Une victoire de Marine Le Pen provoquerait un plongeon des titres
des deux sociétés. "Leur cours de Bourse chuterait", avertit
l'analyste parisien qui note que, pour l'heure, le marché
n'attribue pas une "probabilité très élevée à ce scénario". "La
confiance des investisseurs serait sérieusement entamée, surtout
[celle] des investisseurs anglo-saxons. Des incertitudes
importantes pèseraient alors pendant des mois voire des années sur
les actions Eiffage et Vinci", abonde Charles Maynadier.
Pour le moment, Emmanuel Macron reste favori, les récents sondages
le créditant d'un score compris entre 54% et 56,5% au second tour.

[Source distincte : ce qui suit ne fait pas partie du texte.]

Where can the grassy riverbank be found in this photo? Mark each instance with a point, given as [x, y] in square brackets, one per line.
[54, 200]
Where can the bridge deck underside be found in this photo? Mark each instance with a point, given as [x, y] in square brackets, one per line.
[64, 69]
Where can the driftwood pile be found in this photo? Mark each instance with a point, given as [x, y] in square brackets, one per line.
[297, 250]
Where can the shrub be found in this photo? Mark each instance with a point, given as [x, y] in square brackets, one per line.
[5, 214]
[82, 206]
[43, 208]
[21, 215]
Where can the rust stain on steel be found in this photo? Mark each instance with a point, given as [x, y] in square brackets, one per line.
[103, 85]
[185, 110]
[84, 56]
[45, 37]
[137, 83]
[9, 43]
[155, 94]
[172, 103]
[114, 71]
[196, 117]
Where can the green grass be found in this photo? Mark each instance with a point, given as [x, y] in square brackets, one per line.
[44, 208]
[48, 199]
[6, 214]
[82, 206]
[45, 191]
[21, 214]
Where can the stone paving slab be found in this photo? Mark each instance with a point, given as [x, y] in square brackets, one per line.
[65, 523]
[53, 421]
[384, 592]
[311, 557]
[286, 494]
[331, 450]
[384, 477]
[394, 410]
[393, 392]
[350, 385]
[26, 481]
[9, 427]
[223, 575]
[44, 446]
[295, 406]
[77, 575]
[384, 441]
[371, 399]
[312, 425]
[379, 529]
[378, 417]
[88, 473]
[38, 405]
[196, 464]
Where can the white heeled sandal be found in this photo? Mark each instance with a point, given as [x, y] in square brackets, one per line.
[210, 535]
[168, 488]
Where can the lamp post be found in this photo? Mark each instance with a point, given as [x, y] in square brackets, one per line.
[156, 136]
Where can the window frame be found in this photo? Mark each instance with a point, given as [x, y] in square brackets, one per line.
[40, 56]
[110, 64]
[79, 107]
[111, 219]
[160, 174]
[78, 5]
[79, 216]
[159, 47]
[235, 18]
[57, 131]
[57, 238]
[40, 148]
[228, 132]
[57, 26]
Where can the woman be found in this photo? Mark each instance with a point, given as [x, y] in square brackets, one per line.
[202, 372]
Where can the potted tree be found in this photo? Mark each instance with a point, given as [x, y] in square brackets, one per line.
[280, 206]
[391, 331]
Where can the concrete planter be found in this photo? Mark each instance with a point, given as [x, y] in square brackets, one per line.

De plus, même si ces enquêtes étaient invalidées, Marine Le Pen,
une fois élue, pourrait être contrainte de s'allier à des partis
plus modérés pour obtenir ensuite une majorité à l'Assemblée
nationale, "ce qui impliquerait des compromis politiques", souligne
Pietro Baffico, économiste chez le gérant écossais abrdn. Une
partie de son programme pourrait alors ne pas être appliqué.
Surtout, la nationalisation des concessions autoroutières se
heurterait à une difficulté de taille: la compensation financière.
"Les jurisprudences européenne et française prévoient que l'Etat
doit indemniser la société d'autoroute de ses investissements non
amortis et des bénéfices futurs sur le reliquat de la durée de la
concession, ce qui peut être compliqué à évaluer sur le long
terme", rappelle Eric Landot, avocat et fondateur de Landot &
associés.
Le délicat virage de la décarbonation
Le Rassemblement national chiffre le coût de l'indemnisation des
groupes privés à 6 milliards d'euros mais ce montant n'intègre pas
la reprise de la dette des sociétés concessionnaires d'autoroutes.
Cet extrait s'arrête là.